Homero de Oliveira Costa – professor do Dep. de Ciências Sociais da UFRN
Vivemos hoje no Brasil um momento de acirramento da luta de classes, no qual as classes dominantes brasileiras se somam a onda conservadora que paira sobre o continente, na nova fase do capitalismo neoliberal. É um momento delicado da nossa frágil e vilipendiada democracia, conquistada após longa e brutal ditadura militar. Um golpe está em marcha, com o apoio entusiasta de setores da mídia e do judiciário. São ameaças à democracia, aos direitos políticos, sociais e trabalhistas, de ofensiva politica da direita, em um ambiente envenenado de ódio, ressentimento e intolerância dos derrotados de 2014. A meu ver, há dois aspectos fundamentais: primeiro é a sistemática violação do Estado de Direito, com atos juridicamente questionáveis por parte de quem deveria respeitar a Constituição.
O que se espera de um Poder Judiciário é equilíbrio e isenção, e não partidarização e decisões com fins claramente políticos e me parece que os desdobramentos dessa operação Lava Jato tem mostrado como ela tem operado arbitrariamente (e sido denunciado por muitos juristas), como, entre outros exemplos, a não observância do princípio da presunção de inocência, do devido processo legal e do direito à ampla defesa que deve ser parte constitutiva do sistema de Justiça. Age-se de forma ilegal, em nome do Estado de Direito… Nesses episódios recentes envolvendo o governo, não tem havido imparcialidade, ou seja, não se segue o preceito fundamental e democrático da isonomia. Há uma conduta claramente parcial e com fins políticos. E um dos heróis daqueles que querem o fim antecipado do governo, é o juiz Sérgio Moro.

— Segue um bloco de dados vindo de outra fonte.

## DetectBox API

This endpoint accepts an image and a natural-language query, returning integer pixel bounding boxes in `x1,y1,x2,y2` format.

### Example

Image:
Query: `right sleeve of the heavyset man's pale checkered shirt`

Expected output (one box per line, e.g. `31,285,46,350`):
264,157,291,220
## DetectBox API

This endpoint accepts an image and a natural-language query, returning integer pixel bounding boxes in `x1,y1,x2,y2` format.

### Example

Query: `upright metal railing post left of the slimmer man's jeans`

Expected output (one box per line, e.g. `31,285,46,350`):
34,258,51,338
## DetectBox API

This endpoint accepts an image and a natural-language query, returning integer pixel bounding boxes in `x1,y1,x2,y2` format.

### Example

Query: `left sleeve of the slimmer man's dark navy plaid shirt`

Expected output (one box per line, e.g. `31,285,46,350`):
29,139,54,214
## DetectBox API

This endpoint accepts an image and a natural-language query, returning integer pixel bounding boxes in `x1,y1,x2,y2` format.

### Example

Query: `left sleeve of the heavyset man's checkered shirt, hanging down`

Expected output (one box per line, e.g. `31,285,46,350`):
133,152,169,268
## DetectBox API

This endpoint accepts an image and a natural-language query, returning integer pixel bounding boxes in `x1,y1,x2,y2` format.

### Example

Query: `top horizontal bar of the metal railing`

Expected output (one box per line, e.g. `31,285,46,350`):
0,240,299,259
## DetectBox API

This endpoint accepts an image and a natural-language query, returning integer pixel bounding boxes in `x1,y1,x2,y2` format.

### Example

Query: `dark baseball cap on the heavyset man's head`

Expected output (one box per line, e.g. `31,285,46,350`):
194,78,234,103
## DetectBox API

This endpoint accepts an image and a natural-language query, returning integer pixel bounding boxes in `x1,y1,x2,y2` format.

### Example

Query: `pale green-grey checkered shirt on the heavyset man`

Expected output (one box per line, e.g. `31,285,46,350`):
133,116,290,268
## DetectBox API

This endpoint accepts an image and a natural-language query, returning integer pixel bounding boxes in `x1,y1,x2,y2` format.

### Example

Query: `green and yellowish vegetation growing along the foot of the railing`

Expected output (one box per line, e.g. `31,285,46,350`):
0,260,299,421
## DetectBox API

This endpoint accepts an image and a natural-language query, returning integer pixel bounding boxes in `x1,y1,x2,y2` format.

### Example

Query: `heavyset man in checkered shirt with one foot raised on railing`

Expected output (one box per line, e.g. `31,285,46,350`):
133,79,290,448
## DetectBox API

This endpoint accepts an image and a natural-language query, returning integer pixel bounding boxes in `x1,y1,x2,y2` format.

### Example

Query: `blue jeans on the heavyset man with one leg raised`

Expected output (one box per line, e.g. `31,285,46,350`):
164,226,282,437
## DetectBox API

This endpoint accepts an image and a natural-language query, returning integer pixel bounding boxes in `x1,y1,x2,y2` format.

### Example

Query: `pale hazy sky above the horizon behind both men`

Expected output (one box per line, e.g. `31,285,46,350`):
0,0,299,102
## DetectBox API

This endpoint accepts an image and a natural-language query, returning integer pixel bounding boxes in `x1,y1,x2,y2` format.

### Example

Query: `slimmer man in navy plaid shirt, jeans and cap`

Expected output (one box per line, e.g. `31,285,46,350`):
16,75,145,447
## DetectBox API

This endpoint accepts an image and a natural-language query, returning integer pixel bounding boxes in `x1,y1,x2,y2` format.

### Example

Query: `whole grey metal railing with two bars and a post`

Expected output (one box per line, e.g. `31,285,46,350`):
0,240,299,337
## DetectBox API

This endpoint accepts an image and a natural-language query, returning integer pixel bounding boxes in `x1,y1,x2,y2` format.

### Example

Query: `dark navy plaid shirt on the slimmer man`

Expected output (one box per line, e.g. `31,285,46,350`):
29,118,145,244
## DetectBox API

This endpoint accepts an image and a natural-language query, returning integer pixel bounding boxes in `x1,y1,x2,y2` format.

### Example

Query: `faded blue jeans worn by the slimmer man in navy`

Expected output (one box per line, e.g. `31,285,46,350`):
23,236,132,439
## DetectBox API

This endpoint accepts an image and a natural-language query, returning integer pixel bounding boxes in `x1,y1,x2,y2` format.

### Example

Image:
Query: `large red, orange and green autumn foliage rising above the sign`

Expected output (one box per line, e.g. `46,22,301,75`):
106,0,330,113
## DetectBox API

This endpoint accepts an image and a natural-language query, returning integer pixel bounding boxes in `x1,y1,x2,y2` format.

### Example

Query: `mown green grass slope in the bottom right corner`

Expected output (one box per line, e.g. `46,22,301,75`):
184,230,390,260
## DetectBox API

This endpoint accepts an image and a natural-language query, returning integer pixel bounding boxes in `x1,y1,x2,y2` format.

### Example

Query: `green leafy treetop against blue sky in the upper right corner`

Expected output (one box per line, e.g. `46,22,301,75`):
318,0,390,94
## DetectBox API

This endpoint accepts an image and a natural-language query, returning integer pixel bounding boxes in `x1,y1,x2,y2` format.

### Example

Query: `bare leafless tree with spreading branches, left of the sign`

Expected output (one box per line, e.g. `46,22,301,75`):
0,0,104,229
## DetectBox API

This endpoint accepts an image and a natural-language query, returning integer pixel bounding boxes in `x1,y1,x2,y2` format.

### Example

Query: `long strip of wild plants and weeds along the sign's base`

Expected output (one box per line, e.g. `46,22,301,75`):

Vladimir Saflate no artigo “O suicídio da lava Jato” ao se referir a uma decisão de publicizar os áudios de escutas telefônicas (repetidos à exaustão pela mídia conservadora e golpista) afirma que ele “conseguiu o inacreditável: tornar-se tão indefensável quanto aquele que ele procura julgar. Contrariamente ao que muito defenderam nos últimos dias, suas últimas ações são simplesmente uma afronta a qualquer ideia mínima de Estado democrático. Não se luta contra bandidos utilizando atos de banditismo. A divulgação das conversas de Lula com seu advogado constitui uma quebra de sigilo e um crime grave em qualquer parte do mundo. Não há absolutamente nada que justifique o desrespeito à inviolabilidade da comunicação entre cliente e advogado, independente de quem seja o cliente. Ainda mais absurda é a divulgação de um grampo envolvendo a presidente da República por um juiz de primeira instância tendo em vista simplesmente o acirramento de uma crise política”.
No artigo “A marcha da insensatez do juiz Sergio Moro”, Wadih Damous afirma que ao conduzir de forma midiática e espetacularizada essa operação, a tônica de sua atuação não é o processo penal, mas sim a ilação, a conjectura sórdida que estimula ao permitir criminosos vazamentos seletivos de documentos que deveriam ser resguardados como manda a lei. E que ele “como um déspota ou justiceiro da modernidade, tenta, também, desestabilizar os poderes constituídos, incitar a população ao ódio político em um momento em que o Brasil precisa justamente de serenidade”. Para ele a delação, perversão ética introduzida no sistema de justiça criminal, é utilizada como prova irrefutável, e não como ponto de partida de uma investigação, apenas para satisfazer a ânsia jornalística tendenciosa e para “fundamentar” o arbítrio de buscas e apreensões, conduções coercitivas e prisões”. Há muitos interesses por trás dessa crise.
Como afirma Armando Boito Jr, o que está em jogo é a hegemonia no bloco do poder do grande capital internacional e da fração da burguesia brasileira integrada a esse capital (“A natureza da crise politica”) e que tem aliados políticos poderosos, entre eles, a mídia hegemônica. Dai a importância da construção de uma frente ampla e democrática para enfrentar a crise e os golpistas.Não se trata de uma defesa incondicional do governo de Dilma e nem de Lula, mas a defesa da democracia e do Estado de Direito. Como mostra Hannah Arendt em “as origens do totalitarismo”: são com violações sistemáticas ao Estado de Direito que vai se pavimentando o caminho para a ditadura.